Monday, Feb. 14, 1955

Case Against the Star

To Kansas City's evening Star (circ. 344,071), it looked like one of the biggest stories of the year. It played the story atop Page One and ran it for several columns inside the paper. So did the Star's morning edition, the Times (circ. 336,824). The story: the trial of the Government's criminal antitrust suit against the Kansas City Star Co., which puts out both papers. The charge: the Star and its morning paper had killed off their chief rival, the Kansas City Journal-Post, and then used their monopoly position to force advertisers to do business on their terms, e.g., advertise only in the Star, the Times, and over their radio station WDAF.

The villain of the Government's case and the only Star Co. staffer named in the criminal indictment* the paper's advertising director, Emil A. Sees, 59, who has run the company's ad department since 1950.

Last week in Kansas City's U.S. District Court, the Government finished putting on the stand 90 witnesses, including admen, former Star staffers, local advertisers and other publishers, to try to prove that the Star had been "monopolizing interstate trade and commerce in the dissemination of news and advertising."

Memo from the Boss. The Government witnesses agreed that doing business with the Star Co. had big disadvantages. Several businessmen testified that when the Star Co. found their ads in local weeklies or magazines, they were warned by the ad department: "So long as you can get space elsewhere, you don't need it in the Star." One owner of a small clothing store said he was told by the Star that if he continued advertising in Topeka's Capper's Weekly (owned by the late Senator Arthur Capper), his position in the Star would get "worse than ever." He testified that he found his ads buried on the Star's back pages. The Star Co., said other witnesses, also forced businessmen to put ads in the paper if they wanted time on the paper's radio-TV station.

Ad Director Sees, charged the Government, personally rode herd on the operation. Sees's motto, according to one witness, was "The more you squeeze [an advertiser] the more you get out of [him]." He often peppered his staff with such memos as "I notice Sullivan is still in the Journal-Post.

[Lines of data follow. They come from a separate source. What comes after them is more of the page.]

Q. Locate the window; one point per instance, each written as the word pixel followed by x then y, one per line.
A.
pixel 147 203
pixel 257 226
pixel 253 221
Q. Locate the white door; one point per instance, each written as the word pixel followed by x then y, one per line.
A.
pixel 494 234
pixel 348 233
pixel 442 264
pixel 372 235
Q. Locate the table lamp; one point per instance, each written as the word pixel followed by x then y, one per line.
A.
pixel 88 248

Why? Why? Why?" An ex-Star staffer testified that Sees would "pound his fist on the desk and say, 'Go tell that so-and-so he's wasting his money advertising any place but in the Star.'"

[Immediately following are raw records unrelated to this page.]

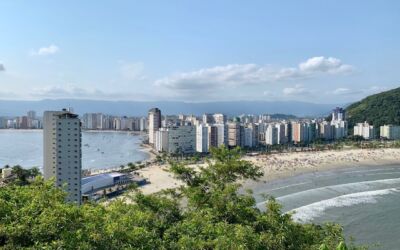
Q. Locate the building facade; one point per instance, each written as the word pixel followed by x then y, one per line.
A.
pixel 62 152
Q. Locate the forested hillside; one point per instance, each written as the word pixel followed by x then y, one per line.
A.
pixel 378 109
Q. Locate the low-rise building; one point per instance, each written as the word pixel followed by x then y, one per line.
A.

Who's Killing Whom? In crossexamination, the Star's lawyers brought out that some of the complaints against Sees and the Star came from disgruntled former staffers. Many of the witnesses, the defense implied, confused aggressive sales tactics with illegal pressure. They even misunderstood the point of Sees's weekly meeting with his salesmen, at which he needled them by displaying copies of ads in other publications.

On the Government's charge that the Star Co. pushed the rival Journal-Post out of business in 1942, the Star had a strong argument. It was the Journal, said the Star's lawyers, that had been "operated solely to destroy the Star." The Journal had boasted in front-page editorials, said the defense, that it would put the Star out of business. The campaign, charged the Star, started after Multimillionaire Henry L. Doherty bought the Journal in 1931. Doherty, founder and big stockholder of the Cities Service Co., was outraged at the Star's fight against raising Kansas City's gas rates; he was determined to put the paper out of business. To undercut the Star and attract its advertisers, said the defense lawyers, the Journal virtually gave away ads in secret contracts with big advertisers. But instead of hurting the Star, the result was to wreck the Journal.

Near week's end, when the Government rested its case, the Star won an important point. The Government had argued that the combination ad rate used by the Star (i.e., an advertiser could not buy space in one paper alone but had to buy in both) was illegal. But Federal Judge Richard M. Duncan ruled that the combination rate was legal, under a U.S. Supreme Court ruling (TiME, June 1), as long as the single rate was not used "for the purpose of monopolizing the field." It was up to the jury to decide whether the Star had done so. But when the Star moved to have the whole case dismissed, the judge held that enough evidence had been submitted to let the case go to the jury. This week the Star planned to put on its full-scale defense.

*The Star's politicking President Roy A. Roberts was also named in the original indictment, but the case against him was dismissed three weeks ago on the ground that he was not directly involved in the crimes charged. A companion civil suit against Roberts, Sees and the Star will not be tried until after the criminal case.